Banana and Blueberry Bread
Gluten Free | Dairy Free
This is a replica of my healthy gluten free banana and choc chip bread recipe, with the addition of blueberries and minus the choc chips. For me, this is a healthy treat as part of a balanced lifestyle and all prepared in 1 bowl!
Preparation Time: 10 minutes
Cooking Time: 55-60 minutes
⅓ cup coconut oil, melted
½ cup maple syrup
¼ cup unsweetened almond milk
1 cup bananas, mashed (2 large bananas)
1 teaspoon baking soda
1 teaspoon vanilla extract (optional)
½ teaspoon ground cinnamon
1 ¾ cups gluten free flour
½ cup blueberries
½ banana, sliced
Preheat the oven to 165°C. Spray a rectangle loaf tin with olive oil spray.
In a large bowl, whisk the coconut oil, maple syrup and almond milk together. Allow the mixture to cool slightly so the egg doesn't start cooking, then add the eggs in and continue to whisk.
Chop the bananas, then add into the bowl and mash them into the wet ingredients.
Stir in the baking soda, vanilla extract and cinnamon.
Gradually stir in the gluten free flour until well combined, then fold through the blueberries. I used frozen blueberries, but fresh would work too.

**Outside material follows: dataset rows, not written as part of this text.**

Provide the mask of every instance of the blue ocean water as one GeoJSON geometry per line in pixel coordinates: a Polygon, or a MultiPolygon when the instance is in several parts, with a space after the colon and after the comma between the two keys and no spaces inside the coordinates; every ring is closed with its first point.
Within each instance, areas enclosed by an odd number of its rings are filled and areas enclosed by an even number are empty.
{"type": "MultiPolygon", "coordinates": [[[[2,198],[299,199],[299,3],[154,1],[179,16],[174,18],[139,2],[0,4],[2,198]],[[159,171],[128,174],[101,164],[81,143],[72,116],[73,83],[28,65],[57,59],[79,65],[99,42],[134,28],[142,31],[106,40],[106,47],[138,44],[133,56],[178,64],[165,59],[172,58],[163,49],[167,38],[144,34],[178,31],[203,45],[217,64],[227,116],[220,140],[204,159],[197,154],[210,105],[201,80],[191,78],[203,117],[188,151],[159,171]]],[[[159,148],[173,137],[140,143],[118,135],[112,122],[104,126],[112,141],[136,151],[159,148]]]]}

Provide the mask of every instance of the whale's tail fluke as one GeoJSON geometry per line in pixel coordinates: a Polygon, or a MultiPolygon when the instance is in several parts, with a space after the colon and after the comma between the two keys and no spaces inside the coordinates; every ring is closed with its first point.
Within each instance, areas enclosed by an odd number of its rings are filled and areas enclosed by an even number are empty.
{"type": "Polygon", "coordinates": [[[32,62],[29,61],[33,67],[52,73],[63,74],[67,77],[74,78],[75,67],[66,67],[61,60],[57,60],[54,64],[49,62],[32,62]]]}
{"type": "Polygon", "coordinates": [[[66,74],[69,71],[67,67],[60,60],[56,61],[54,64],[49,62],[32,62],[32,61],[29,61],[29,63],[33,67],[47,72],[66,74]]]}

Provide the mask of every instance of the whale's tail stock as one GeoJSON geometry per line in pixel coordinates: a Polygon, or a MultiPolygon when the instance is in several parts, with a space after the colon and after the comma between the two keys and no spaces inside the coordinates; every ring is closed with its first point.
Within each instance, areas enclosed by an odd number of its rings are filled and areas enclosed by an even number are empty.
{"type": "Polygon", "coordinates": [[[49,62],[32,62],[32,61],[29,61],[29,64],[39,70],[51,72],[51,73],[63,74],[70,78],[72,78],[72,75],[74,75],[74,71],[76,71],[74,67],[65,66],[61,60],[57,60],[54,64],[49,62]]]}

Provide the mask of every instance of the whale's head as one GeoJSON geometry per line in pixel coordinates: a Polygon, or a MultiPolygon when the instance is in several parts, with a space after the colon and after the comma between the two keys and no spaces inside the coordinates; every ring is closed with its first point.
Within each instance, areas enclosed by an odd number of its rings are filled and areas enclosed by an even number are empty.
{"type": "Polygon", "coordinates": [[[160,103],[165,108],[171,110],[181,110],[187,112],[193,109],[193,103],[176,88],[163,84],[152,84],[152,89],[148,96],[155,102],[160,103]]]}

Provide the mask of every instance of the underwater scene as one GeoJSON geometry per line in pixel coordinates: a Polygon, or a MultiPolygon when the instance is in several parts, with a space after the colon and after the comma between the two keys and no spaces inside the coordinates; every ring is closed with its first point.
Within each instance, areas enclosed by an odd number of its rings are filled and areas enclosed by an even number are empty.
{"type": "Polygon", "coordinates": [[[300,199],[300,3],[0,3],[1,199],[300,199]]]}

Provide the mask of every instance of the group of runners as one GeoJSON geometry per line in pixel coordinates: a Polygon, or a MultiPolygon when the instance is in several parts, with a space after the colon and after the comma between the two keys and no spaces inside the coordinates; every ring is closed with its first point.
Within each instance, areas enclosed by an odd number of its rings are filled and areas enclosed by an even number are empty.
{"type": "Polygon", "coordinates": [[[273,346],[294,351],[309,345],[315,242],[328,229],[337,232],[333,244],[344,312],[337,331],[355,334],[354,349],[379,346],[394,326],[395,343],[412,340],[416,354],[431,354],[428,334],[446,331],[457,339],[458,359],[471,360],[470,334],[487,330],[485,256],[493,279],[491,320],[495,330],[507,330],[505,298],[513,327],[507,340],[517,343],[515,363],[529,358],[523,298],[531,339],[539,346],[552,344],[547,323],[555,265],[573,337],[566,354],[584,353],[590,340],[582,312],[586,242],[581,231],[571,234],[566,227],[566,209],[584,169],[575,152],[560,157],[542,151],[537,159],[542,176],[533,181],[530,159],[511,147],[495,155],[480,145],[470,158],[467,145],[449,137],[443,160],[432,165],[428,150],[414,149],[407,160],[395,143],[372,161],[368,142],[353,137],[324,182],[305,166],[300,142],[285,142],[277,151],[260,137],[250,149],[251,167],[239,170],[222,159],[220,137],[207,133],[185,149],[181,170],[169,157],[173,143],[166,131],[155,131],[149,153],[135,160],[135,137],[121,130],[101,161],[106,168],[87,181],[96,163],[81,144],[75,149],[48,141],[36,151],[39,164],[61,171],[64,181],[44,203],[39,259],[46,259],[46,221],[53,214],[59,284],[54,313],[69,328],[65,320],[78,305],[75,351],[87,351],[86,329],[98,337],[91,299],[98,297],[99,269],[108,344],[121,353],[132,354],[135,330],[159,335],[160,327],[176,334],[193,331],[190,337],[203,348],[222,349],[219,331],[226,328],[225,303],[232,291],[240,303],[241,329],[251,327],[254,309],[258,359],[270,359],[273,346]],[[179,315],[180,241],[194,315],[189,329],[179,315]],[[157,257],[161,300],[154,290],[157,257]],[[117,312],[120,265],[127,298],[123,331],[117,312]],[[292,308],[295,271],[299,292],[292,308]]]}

Slice ½ a banana and arrange evenly across the top of the mixture. Pour the mixture into the loaf tin and place in the oven for 55- 60 minutes or until a knife inserted into the centre comes out clean.
Transfer the bread onto a cooling rack for 10 minutes, then slice into 12 pieces.
Serve with nut butter or a drizzle of maple syrup.
Low FODMAP Variation
Use unripe (greener) bananas. A ripe banana is high in oligo-fructans, making it high in FODMAPs. However, 1/3 of a ripe banana should be tolerated by most individuals with IBS or fructose malabsorption.